Bipolar Disorders

Clinical Course and Outcome

Joseph F. Goldberg, Martin Harrow

book

Published: 1999

Pages: 315

Biopolar disorder has served as a principal point of focus for modern psychiatric research since the advent of the psychopharmacological revolution. Yet, the disparity between optimal and typical care for biopolar disorder is perhaps nowhere larger, and its human and economic impact nowhere greater.

An important and much-needed resource, Bipolar Disorders: Clinical Course and Outcome relates empirical data on outcome with practical information on the prognosis, course, and potential complications of bipolar disorders in the modern era.

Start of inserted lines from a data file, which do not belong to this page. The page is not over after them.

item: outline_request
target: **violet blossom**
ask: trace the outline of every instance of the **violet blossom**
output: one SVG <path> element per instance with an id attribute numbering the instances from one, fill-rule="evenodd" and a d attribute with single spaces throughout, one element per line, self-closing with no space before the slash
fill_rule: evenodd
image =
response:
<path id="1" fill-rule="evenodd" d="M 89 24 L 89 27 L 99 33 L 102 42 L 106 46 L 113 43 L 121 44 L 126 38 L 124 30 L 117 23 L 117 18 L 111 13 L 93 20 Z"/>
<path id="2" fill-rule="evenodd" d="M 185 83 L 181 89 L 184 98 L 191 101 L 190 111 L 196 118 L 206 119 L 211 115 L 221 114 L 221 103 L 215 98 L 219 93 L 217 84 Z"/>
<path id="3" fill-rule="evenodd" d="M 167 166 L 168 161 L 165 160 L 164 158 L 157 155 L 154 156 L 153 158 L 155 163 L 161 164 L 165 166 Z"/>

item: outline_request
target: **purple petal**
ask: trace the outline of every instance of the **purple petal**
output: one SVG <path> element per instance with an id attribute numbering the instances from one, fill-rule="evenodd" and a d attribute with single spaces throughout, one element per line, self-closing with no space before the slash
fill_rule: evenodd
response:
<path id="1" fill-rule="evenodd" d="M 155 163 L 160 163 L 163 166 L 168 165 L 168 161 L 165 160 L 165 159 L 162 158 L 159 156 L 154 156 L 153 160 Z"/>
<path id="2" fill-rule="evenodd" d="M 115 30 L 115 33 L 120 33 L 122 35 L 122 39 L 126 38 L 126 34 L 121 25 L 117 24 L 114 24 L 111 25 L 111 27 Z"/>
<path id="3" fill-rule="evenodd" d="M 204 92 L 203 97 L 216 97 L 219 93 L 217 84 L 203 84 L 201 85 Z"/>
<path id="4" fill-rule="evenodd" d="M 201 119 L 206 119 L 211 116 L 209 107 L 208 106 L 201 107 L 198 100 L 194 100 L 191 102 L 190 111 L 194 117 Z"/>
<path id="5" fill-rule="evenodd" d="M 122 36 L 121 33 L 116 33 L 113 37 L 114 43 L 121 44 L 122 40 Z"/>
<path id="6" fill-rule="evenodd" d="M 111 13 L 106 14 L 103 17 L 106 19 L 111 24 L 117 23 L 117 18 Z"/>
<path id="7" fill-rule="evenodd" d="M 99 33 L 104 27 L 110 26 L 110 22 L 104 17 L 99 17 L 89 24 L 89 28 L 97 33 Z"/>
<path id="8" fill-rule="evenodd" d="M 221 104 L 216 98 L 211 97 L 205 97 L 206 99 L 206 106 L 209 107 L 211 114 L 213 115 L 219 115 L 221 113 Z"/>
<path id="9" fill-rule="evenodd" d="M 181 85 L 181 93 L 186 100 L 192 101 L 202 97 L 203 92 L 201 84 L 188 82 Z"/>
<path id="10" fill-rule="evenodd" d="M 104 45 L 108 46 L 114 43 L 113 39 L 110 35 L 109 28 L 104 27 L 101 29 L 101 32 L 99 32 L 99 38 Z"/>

Pulling together current knowledge on bipolar disorders from leading investigators in the field, Bipolar Disorders provides a concise, up-to-date summary of affective relapse, comorbid psychopathology, functional disability, and psychosocial outcome in contemporary bipolar disorders. Important issues regarding pharmacoeconomics and the burden of disease are presented in conjunction with a discussion of mania through the life cycle and a summary of clinical and treatment implications.

In addition, this timely resource covers the effect of lithium and anticonvulsants on outcome during controlled and naturalistic treatment; manic outcome in relation to specific comorbidities or subtypes of illness for mixed mania, alcoholism or other substance abuse, rapid-cycling bipolar disorders, hypomania, and comorbid anxiety disorders; individual psychotherapy and family psychoeducation; and the role of public sector psychiatry and community-based treatment programs for chronic bipolar illness.

As part of the Clinical Practice Series of the American Psychiatric Press, this book integrates current clinical research findings with practical clinical applications, providing a broad overview of course and outcome for bipolar patients treated under typical treatment conditions. Aimed at both clinicians and investigators, this book consciously relates naturalistic follow-up studies in mania to the routine clinical management of bipolar disorders over time.